RSV has demonstrated significant potential in the treatment of human diseases. Yet, few studies have reported undesirable side effects associated with consuming this polyphenol. Researchers have looked into the safety of RSV in both healthy people and people with different health problems. In a preliminary clinical trial, healthy participants were administered various amounts of RSV (25, 50, 100, and 150 mg) at four-hour intervals over 48 hours. A few people said they had mild side effects like headaches, dizziness, and epididymitis [221]. Another study examined the safety of RSV at higher doses (0.5, 1.0, 2.5, and 5.0 g) and found that only the 2.5 and 5.0 grams doses caused mild side effects like nausea, diarrhea, and stomach pain [215]. In a phase I randomized clinical study involving 40 healthy volunteers, a daily dose of 0.5-5 grams of RSV administered over 4 weeks was generally deemed safe, although higher doses elicited mild gastrointestinal symptoms.

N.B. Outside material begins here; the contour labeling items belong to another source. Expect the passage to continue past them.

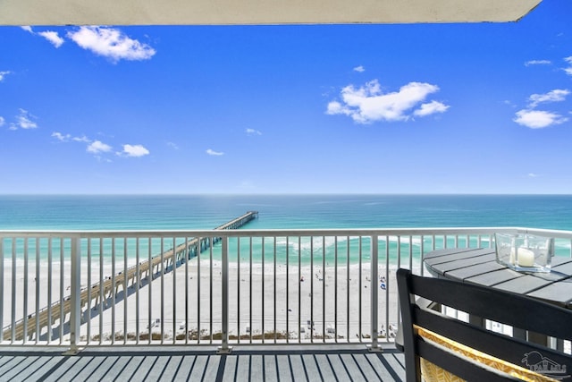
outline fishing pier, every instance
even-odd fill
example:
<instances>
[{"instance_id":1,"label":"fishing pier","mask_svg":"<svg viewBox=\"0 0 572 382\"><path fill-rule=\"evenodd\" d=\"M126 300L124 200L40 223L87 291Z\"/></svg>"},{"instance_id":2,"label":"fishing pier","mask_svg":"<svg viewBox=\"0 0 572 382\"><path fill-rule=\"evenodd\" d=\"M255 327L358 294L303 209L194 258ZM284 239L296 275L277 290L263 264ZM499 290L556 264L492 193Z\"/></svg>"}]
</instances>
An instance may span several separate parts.
<instances>
[{"instance_id":1,"label":"fishing pier","mask_svg":"<svg viewBox=\"0 0 572 382\"><path fill-rule=\"evenodd\" d=\"M217 226L214 230L239 229L257 216L257 211L248 211ZM100 302L110 299L114 301L114 297L119 293L120 290L123 291L126 296L130 286L135 285L136 283L139 283L139 286L142 286L141 282L146 278L150 283L153 279L153 275L164 274L175 269L178 264L181 264L185 259L197 257L220 240L218 237L189 238L174 248L162 251L162 253L153 256L149 259L140 261L128 267L126 271L122 270L111 276L105 277L88 287L82 288L80 295L81 310L86 305L91 306L91 302L94 301L94 306L97 306ZM105 306L105 308L107 307ZM70 296L59 299L58 301L40 310L37 313L25 316L16 321L15 325L4 327L2 339L9 341L13 338L17 341L23 338L32 338L35 333L41 333L44 327L47 327L48 331L51 330L52 326L57 320L60 321L60 327L62 327L72 310L72 305Z\"/></svg>"}]
</instances>

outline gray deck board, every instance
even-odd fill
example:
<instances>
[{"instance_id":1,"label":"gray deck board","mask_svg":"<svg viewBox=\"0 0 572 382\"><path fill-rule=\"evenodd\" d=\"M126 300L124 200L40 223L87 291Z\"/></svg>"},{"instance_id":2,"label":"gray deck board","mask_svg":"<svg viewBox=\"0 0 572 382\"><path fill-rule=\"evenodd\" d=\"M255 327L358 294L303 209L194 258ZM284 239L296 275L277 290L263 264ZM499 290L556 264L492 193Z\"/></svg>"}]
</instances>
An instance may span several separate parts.
<instances>
[{"instance_id":1,"label":"gray deck board","mask_svg":"<svg viewBox=\"0 0 572 382\"><path fill-rule=\"evenodd\" d=\"M54 349L0 347L0 382L8 381L393 381L405 378L403 354L365 345L238 346L215 349L88 348L77 355Z\"/></svg>"}]
</instances>

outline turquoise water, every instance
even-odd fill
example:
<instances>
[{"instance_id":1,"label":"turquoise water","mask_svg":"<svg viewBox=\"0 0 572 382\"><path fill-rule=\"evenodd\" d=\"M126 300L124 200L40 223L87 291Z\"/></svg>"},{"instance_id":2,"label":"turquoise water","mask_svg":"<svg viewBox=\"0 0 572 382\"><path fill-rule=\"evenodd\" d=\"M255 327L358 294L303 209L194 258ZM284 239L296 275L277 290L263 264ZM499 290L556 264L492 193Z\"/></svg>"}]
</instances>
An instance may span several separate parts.
<instances>
[{"instance_id":1,"label":"turquoise water","mask_svg":"<svg viewBox=\"0 0 572 382\"><path fill-rule=\"evenodd\" d=\"M250 196L0 196L0 230L192 230L212 229L247 211L257 210L258 218L246 225L248 229L288 228L392 228L392 227L478 227L529 226L572 230L572 196L509 195L250 195ZM380 253L390 246L391 262L397 261L398 243L380 240ZM254 260L284 264L287 259L318 264L338 259L344 263L348 253L358 260L359 247L369 253L369 241L356 238L255 238ZM451 238L451 240L453 240ZM177 243L184 239L178 239ZM431 248L431 238L425 239ZM152 242L153 255L171 248L172 242ZM400 244L403 260L409 253L420 257L420 242ZM35 243L29 243L34 253ZM40 246L46 244L40 242ZM141 253L147 243L141 242ZM450 245L451 245L450 243ZM464 243L459 243L464 245ZM484 243L483 245L485 245ZM112 248L114 246L114 250ZM110 240L99 248L92 246L92 255L133 258L136 242ZM231 241L231 260L247 260L250 243ZM568 248L561 251L568 252ZM82 253L87 253L84 250ZM214 257L220 256L220 246ZM324 256L325 259L324 259ZM366 258L364 259L367 259ZM381 261L384 261L381 259Z\"/></svg>"},{"instance_id":2,"label":"turquoise water","mask_svg":"<svg viewBox=\"0 0 572 382\"><path fill-rule=\"evenodd\" d=\"M572 230L572 195L0 196L0 230L530 226Z\"/></svg>"}]
</instances>

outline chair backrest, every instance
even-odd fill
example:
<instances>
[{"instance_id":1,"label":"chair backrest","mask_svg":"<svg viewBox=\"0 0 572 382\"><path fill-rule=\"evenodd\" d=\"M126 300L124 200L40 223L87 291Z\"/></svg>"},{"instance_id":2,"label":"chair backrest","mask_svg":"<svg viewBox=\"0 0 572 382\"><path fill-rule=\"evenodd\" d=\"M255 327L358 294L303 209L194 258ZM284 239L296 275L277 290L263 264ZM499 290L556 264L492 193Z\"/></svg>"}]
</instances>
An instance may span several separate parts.
<instances>
[{"instance_id":1,"label":"chair backrest","mask_svg":"<svg viewBox=\"0 0 572 382\"><path fill-rule=\"evenodd\" d=\"M500 372L494 367L475 361L475 357L467 355L467 352L458 352L456 346L452 346L456 350L450 350L451 346L443 346L442 342L422 335L426 331L438 335L437 337L444 337L447 343L461 344L460 347L464 345L471 351L476 350L526 372L534 371L533 374L541 378L572 379L570 354L487 330L480 325L490 319L547 337L571 340L572 310L497 289L421 277L407 269L398 270L397 282L408 381L420 380L422 360L463 379L518 380L518 378ZM456 309L478 319L464 322L442 314L441 310L435 310L417 303L416 298Z\"/></svg>"}]
</instances>

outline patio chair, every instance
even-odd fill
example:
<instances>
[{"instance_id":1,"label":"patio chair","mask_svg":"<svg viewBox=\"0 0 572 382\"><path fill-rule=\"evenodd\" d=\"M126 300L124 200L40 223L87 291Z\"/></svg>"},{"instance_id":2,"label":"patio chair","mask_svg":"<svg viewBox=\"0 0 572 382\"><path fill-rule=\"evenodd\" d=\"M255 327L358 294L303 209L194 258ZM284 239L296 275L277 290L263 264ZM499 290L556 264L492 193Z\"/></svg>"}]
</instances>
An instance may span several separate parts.
<instances>
[{"instance_id":1,"label":"patio chair","mask_svg":"<svg viewBox=\"0 0 572 382\"><path fill-rule=\"evenodd\" d=\"M408 382L442 378L572 380L570 354L480 325L490 319L509 325L516 332L519 328L570 340L572 310L498 289L421 277L407 269L398 270L397 282ZM422 303L425 299L478 319L465 322L449 317Z\"/></svg>"}]
</instances>

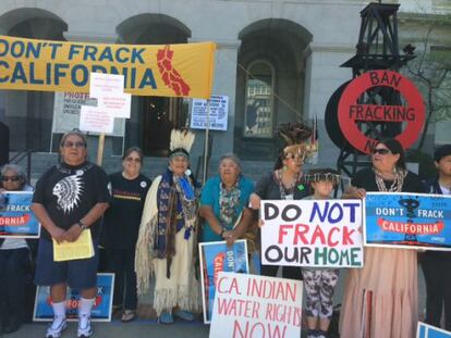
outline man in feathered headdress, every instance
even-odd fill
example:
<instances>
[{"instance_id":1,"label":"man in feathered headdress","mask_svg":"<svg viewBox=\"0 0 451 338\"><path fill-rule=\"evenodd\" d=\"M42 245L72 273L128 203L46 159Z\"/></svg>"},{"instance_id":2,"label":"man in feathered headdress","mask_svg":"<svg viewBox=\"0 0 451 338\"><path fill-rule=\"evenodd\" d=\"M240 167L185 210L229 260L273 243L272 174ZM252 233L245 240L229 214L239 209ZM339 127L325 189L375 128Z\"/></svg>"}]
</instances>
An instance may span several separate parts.
<instances>
[{"instance_id":1,"label":"man in feathered headdress","mask_svg":"<svg viewBox=\"0 0 451 338\"><path fill-rule=\"evenodd\" d=\"M193 133L172 130L169 166L147 193L136 245L138 293L148 291L154 273L154 309L162 324L172 324L174 316L193 321L191 311L199 308L194 270L198 193L188 168L193 142Z\"/></svg>"}]
</instances>

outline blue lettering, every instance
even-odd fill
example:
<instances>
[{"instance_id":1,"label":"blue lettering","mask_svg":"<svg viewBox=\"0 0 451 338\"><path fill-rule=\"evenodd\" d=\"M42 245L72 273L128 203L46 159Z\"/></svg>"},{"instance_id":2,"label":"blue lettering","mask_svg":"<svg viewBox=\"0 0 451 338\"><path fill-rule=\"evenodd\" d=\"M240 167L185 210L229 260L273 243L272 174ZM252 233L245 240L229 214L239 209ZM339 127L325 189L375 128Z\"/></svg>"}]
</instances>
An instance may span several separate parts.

Major plasma metabolites (sulfates and glucuronides) attained concentrations up to 20-fold greater than the parent RSV. The findings showed that RSV lowered circulating IGF-I and IGFBP-3 levels, with the strongest effect at 2.5 g/day. This suggests that RSV may help protect against cancer [148].

Other studies have also found that taking RSV can cause diarrhea, headaches, and hot flashes [238, 211]. Patients with liver metastases who took RSV reported feeling sick [124]. When given to people with Type 2 Diabetes Mellitus (T2DM) at a dose of 3 mg/day for 12 months, RSV caused different side effects, such as a mild increase in ALT, low blood sugar, and diarrhea in some participants [237, 238]. Additionally, RSV has antiplatelet effects, which could raise the risk of bleeding and bruising, especially in people who are also taking anticoagulant or antiplatelet drugs like clopidogrel, enoxaparin, dalteparin, heparin, warfarin, or NSAIDs. Because these drugs already thin the blood, taking them with RSV could make bleeding problems more likely [239-241].

In general, RSV has been associated with certain adverse consequences, but they are usually mild and don't occur very often, especially when weighed against the numerous advantages it provides for improving health.